Multiple and missed seedings cannot be fully avoided when a pneumatic dibbler is used in the field, so the sowing state should be judged using a sowing monitoring device. However, traditional sowing detection devices cannot be used with a pneumatic dibbler. To solve this problem, this study proposes a real-time monitoring system for the seeding state of a pneumatic dibbler based on an interdigital capacitive sensor. First, a sensor is designed based on the structural and operational characteristics of a pneumatic dibbler. Then, the output capacitance of the sensor is determined using a Pcap02 micro-capacitance acquisition chip and analysed by the correction model of temperature and humidity and the prediction model of cotton seed weight, which can determine the weight of cotton seeds accurately.

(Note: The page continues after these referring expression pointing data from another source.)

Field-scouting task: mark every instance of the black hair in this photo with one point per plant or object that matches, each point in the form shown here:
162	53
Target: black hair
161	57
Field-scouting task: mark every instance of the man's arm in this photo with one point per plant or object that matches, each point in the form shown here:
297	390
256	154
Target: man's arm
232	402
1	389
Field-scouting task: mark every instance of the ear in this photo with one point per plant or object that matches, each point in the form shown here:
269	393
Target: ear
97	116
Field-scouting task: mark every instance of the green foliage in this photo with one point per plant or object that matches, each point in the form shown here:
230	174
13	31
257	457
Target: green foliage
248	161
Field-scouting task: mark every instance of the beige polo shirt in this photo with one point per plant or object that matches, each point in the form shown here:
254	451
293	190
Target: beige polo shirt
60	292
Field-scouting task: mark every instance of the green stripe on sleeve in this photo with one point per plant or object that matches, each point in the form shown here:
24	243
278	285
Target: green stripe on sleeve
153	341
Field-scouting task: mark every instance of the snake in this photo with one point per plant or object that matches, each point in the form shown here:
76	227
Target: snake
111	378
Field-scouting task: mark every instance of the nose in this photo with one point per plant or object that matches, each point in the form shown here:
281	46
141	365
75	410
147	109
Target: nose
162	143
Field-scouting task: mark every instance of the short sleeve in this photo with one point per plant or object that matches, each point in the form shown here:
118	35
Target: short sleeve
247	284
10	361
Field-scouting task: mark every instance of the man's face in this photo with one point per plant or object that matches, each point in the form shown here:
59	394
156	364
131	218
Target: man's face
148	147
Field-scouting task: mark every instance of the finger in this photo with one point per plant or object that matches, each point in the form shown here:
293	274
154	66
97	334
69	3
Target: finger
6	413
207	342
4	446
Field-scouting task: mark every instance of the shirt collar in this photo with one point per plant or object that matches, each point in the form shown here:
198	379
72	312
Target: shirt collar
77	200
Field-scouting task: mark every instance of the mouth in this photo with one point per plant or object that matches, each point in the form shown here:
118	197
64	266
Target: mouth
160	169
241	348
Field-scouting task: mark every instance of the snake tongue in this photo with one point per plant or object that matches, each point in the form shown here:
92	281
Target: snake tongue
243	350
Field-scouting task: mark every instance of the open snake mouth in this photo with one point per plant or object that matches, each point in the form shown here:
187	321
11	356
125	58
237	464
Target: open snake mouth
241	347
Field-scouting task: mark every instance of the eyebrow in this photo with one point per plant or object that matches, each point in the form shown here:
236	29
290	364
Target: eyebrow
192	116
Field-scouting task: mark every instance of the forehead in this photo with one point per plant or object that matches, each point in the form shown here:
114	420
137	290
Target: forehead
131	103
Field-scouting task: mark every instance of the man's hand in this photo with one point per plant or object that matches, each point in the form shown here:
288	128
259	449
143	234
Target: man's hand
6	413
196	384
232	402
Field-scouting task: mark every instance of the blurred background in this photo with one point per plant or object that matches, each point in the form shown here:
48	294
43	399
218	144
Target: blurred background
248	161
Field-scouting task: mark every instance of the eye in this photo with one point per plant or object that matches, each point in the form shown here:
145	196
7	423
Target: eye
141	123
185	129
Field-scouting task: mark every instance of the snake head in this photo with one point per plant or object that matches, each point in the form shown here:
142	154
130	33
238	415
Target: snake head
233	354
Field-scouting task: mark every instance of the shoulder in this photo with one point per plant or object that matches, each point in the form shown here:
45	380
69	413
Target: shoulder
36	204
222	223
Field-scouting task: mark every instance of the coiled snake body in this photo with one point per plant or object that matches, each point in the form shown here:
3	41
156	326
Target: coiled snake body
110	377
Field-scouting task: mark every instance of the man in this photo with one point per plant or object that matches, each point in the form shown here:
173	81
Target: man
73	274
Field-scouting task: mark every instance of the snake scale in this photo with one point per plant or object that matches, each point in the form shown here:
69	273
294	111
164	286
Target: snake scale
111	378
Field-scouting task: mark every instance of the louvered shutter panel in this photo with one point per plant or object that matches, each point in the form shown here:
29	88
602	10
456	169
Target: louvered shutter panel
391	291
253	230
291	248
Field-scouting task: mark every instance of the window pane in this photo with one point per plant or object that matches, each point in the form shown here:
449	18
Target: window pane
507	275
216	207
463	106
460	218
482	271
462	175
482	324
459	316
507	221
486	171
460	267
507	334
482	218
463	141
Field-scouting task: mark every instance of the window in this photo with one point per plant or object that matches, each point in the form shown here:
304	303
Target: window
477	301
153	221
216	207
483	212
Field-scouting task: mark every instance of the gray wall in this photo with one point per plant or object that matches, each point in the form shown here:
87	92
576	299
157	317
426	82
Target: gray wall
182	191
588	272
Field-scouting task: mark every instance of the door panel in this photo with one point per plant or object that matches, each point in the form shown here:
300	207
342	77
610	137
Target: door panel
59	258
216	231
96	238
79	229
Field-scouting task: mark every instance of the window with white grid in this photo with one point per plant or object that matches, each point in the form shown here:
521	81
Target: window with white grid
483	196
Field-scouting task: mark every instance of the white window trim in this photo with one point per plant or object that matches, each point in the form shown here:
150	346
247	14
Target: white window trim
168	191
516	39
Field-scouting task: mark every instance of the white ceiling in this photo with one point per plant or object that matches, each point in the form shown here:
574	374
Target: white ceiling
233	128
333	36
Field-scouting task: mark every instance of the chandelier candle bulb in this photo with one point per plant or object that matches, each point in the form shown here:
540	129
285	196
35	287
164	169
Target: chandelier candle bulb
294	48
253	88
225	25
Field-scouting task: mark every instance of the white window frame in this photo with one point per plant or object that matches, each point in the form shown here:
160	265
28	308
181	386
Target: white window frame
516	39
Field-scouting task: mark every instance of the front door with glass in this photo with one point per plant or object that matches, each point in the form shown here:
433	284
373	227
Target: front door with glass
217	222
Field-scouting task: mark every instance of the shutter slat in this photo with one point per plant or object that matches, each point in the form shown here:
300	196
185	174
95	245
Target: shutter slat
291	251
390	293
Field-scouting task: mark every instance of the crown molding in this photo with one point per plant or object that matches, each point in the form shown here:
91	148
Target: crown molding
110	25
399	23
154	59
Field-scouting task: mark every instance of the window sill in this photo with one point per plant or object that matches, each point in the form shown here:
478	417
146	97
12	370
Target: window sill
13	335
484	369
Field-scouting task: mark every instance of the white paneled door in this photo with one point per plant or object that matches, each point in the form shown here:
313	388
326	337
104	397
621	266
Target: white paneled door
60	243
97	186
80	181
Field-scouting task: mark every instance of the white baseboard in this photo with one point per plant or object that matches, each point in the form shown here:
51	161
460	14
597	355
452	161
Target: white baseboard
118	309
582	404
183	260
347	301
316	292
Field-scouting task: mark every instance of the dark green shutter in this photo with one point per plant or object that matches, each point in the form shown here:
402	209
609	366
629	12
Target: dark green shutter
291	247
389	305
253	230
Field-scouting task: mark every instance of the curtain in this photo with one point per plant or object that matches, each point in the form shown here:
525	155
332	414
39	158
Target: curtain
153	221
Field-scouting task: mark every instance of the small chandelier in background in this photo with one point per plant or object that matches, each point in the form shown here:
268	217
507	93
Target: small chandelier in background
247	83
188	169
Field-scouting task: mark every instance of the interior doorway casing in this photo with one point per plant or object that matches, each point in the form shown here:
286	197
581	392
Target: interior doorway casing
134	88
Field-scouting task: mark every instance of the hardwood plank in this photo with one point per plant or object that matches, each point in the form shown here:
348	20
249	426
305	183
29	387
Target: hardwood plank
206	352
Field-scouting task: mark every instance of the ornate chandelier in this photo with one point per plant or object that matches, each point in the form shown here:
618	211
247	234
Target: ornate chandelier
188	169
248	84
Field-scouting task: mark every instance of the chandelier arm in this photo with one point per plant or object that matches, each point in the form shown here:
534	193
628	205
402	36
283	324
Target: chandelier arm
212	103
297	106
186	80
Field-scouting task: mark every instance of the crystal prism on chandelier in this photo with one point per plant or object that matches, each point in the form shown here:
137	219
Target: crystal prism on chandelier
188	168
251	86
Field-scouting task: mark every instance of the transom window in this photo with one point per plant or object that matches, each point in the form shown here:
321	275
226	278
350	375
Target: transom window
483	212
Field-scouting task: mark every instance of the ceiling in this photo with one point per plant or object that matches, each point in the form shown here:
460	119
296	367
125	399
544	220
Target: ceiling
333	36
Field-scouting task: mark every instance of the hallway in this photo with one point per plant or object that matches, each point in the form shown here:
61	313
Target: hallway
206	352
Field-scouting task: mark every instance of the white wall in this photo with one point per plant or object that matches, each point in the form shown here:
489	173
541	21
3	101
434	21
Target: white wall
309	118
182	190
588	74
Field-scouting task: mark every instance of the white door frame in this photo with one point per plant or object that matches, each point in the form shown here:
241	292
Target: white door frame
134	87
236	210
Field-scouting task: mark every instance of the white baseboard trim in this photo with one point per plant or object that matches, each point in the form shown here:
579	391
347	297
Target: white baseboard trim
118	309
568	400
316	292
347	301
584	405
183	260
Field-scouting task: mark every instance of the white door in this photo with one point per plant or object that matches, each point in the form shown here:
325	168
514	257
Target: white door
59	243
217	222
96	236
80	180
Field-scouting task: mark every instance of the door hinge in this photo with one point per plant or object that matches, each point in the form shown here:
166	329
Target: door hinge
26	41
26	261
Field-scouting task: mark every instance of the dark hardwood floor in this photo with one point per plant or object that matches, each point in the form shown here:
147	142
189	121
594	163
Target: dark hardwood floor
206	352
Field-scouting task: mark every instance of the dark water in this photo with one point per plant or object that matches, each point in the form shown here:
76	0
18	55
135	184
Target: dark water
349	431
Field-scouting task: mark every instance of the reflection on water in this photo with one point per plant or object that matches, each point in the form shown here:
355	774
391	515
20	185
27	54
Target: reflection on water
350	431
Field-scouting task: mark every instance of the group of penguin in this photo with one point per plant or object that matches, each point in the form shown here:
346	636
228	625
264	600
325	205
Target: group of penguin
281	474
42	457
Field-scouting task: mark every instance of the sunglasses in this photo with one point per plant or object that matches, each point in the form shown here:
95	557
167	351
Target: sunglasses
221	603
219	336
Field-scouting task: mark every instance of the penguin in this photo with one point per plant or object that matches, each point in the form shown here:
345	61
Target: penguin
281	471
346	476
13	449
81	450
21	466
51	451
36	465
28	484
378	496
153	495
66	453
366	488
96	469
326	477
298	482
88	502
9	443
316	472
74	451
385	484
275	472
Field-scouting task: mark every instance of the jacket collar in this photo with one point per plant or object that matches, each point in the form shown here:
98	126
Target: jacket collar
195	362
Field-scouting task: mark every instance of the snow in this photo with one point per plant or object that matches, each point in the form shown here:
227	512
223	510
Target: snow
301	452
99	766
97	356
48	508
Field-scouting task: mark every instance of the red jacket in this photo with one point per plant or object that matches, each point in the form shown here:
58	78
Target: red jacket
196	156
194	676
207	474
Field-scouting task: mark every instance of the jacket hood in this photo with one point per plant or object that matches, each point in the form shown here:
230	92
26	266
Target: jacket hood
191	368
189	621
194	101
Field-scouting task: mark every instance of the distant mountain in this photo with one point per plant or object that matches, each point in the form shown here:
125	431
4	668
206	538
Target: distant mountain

Finally, the seeding state is determined based on the multiple and missed seeding thresholds of the corresponding varieties. The bench performance of the proposed system is verified experimentally using an interdigital capacitive sensor, a micro-capacitance acquisition system, and an experimental prototype dibbler. The experimental results show that the measurement error of the capacitance is within 1%. Meanwhile, the measurement error of the prediction model of the cotton seeds grain weight is less than 3%, inferring that the proposed micro-capacitance acquisition system can meet the measurement requirements. The bench experiment has proven the accuracy of the proposed system in the missed seeding experiment. In the normal seeding experiment, the proposed system can achieve a misjudgement rate of less than 3%. Namely, in this experiment, normal seeding can be misjudged as missed seeding or multiple seeding due to the difference in the grain weight of cotton seeds. Further, in the multiple seeding experiment, the proposed system’s misjudgement rate is less than 4%. Multiple seeding can be misjudged as normal seeding because the cotton seed combination quality is slightly higher than the multiple seeding judgment threshold and the measurement error of the seeding monitoring system. Therefore, the proposed monitoring system can meet the structural and operational requirements of a pneumatic dibbler and realise an accurate judgement of the seeding state. The proposed system can not only achieve good accuracy and stability but also has an important significance for the precise sowing of cotton.